ただの若造だった信長が、駿河・遠江の守護代今川義元の首を取った。
「窮鼠猫を嚙む」というがまさにそのまんまだった。

「織田信長か、ようもやり遂げたものよ。度胸だけではない、運も味方にしておったのであろうの」
桶狭間の知らせを持ってきた薬売りに答えたのは、ここ立野の地を治めている立野学堂(以下学堂)だ。

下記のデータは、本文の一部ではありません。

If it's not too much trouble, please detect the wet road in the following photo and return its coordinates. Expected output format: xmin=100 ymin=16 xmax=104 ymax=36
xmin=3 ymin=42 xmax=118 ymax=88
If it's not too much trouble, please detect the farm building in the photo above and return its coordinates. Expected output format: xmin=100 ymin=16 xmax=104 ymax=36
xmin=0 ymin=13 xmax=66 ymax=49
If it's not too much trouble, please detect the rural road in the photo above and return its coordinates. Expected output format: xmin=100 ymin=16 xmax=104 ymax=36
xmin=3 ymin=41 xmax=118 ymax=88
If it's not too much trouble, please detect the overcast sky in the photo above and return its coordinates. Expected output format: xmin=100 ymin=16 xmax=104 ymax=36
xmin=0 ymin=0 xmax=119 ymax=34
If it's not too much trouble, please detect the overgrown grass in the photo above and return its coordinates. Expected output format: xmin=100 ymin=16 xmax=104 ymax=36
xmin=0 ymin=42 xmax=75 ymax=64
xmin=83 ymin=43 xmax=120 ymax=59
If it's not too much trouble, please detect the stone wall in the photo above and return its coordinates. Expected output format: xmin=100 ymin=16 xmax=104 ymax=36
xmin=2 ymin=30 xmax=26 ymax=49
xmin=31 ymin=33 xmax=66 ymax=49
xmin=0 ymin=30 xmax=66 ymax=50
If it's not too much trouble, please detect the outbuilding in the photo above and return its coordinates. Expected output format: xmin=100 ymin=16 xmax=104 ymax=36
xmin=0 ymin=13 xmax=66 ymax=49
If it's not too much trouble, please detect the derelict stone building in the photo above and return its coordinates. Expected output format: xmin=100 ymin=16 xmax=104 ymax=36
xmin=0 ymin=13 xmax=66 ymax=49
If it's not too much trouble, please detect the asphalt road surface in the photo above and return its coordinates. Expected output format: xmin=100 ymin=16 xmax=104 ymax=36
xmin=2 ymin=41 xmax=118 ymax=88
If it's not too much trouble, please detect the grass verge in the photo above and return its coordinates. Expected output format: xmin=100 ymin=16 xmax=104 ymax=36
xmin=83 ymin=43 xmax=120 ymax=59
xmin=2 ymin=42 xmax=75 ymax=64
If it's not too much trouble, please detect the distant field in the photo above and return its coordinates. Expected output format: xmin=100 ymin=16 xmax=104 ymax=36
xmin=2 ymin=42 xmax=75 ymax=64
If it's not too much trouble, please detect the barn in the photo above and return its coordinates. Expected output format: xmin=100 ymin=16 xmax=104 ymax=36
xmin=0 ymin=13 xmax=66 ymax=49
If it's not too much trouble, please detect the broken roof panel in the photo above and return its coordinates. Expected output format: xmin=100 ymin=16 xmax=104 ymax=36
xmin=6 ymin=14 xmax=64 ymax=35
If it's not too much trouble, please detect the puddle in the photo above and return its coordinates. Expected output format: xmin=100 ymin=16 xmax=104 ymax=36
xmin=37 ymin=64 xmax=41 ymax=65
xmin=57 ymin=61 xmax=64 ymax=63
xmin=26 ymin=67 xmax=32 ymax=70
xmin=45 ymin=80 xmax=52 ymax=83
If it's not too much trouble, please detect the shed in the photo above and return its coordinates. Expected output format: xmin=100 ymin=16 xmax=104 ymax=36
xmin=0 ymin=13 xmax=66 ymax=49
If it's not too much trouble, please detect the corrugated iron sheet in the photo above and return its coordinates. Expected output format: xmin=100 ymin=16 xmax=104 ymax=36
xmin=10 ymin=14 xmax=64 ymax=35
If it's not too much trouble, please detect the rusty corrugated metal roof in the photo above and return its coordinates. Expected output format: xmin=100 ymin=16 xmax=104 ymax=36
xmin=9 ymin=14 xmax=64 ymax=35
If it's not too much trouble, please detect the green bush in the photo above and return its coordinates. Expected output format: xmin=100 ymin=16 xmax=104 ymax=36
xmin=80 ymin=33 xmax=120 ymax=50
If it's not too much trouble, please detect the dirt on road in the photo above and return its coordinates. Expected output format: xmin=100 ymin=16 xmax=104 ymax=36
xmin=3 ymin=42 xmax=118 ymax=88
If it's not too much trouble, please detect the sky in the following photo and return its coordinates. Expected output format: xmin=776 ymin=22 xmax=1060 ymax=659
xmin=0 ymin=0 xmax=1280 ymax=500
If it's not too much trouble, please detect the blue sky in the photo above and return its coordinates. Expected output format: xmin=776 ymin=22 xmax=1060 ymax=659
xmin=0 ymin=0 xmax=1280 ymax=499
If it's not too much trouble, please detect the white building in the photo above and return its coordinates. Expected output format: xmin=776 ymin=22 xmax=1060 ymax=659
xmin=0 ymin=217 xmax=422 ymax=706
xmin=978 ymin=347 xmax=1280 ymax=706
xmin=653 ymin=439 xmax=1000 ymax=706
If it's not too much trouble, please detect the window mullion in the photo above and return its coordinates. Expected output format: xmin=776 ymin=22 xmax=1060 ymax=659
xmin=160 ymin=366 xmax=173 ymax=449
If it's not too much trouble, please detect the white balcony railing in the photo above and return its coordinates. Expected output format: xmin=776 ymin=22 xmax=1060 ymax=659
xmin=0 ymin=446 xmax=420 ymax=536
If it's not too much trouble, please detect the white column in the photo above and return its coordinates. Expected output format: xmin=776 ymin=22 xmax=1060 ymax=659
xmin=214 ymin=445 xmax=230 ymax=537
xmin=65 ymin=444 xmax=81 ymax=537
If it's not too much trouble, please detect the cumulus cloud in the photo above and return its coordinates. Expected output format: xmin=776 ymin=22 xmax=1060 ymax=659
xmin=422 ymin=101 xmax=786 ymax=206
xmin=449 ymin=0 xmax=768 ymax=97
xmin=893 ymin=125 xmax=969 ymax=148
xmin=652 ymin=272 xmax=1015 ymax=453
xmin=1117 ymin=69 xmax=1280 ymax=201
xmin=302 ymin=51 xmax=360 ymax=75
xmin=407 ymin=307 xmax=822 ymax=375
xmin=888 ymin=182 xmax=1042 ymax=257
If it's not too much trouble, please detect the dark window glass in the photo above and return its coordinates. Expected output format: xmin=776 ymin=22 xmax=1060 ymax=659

「まさに仰せのごとく、戦は運否天賦にございます。強い、度胸、だけでは勝てませぬ。運も味方にせねば戦には勝てませぬ」
薬売りは学堂に調子を合わせると銭を受け取り屋敷を出て行った。
学堂は曇りがちの空を仰ぎながら先のことを危ぶんでいる。
学堂の周りにも戦の臭いが漂い始めているのだ。

「戦なんぞしたくもないが、戦はこっちから行かなくても向こうからもやってくる。話し合えなぞとバカを言う奴もおるが、下手すりゃかえって戦の元になる。何よりも戦を仕掛けてくる奴が話し合いで引っ込むわけがなかろうが、しかしこの先どうしたものか」

学堂の家臣たちの意見も主戦論者と和平論者に分かれている。
だがやはり多いのは主戦論者だ。
そもそも家来はみな侍であり、戦うことが本来の仕事だ。

そんなときに、小が大を倒した信長の勝利の知らせが舞い込んできた。
学堂の家臣たちも信長大勝利の話しで燃え上っている。
燃えているのはもちろん主戦論を説く者たちだ。
その主戦論者たちの筆頭が桑野権左衛門(以下権左衛門)、歳は若く二十五歳。

学堂の信任も厚い男で、仲間も多く特に若い者は慕う者が多い。
権左衛門の口から出てくる言葉は侍なれば当たり前ともいえ、学堂に会うたびに言う。
「我らもどこぞの与力となって戦慣れするとともに、お家を大きくしていかねばなりませぬ。さもなくば、いずれはどこぞの餌食となりお家も消えてしまいまする」

 とはいえ侍は家中におよそ八十人、足軽たちを入れてもせいぜい百ニ三十人程度の軍勢しかできない。
これでは軍勢ともいえず、せいぜいが立野一家と言える程度である。
それでも権左衛門は言う。

「いまは数は少なくとも、戦で勝ち方に加わっておけば、おのずと家来も田畑も増えまする。それに数が少ない今こそ勲功を上げれば立野の家名も学堂様のお名前も高まりまする。強き家の傘下に入り、名を上げるのがお家と領内に安心と安穏を得る最良の策にございます」

権左衛門の言うことに賛意を表する者は多く、家臣のほとんどが権左衛門の支持者だ。
だがそこは永く安穏に暮してきた立野家だ。
当然ながら権左衛門の言葉に異論を持つ者もいる。

その筆頭が左慈京之介(以下京之介)だ。
権左衛門と同い年であり、幼少のころからの遊び仲間でもある。
京之介は和平論者で戦どころかケンカもいやだ、という穏健派だ。
だが悪く言えば八方美人であり、敵味方どちらからも信用されない立場だ。

この京之介に従う者の数はわずかで、一番こたえるのが「臆病者、情けない、それでも武士か」という嘲りだ。
権左衛門たちの罵りもわからないわけではないだけに、なおさら堪える。
とはいえどうしても権左衛門の言うことには従えない。

この状況は学堂にとってもほってはおけず、二人の仲を取り持ち、意見の統一を図ろうとするがどちらも強情っぱりで中々思うようにはいかない。
家中の意見が分裂したままでは敵をわざわざ誘い込むことにもなり、仮にいま戦が起きれば命取りになりかねない。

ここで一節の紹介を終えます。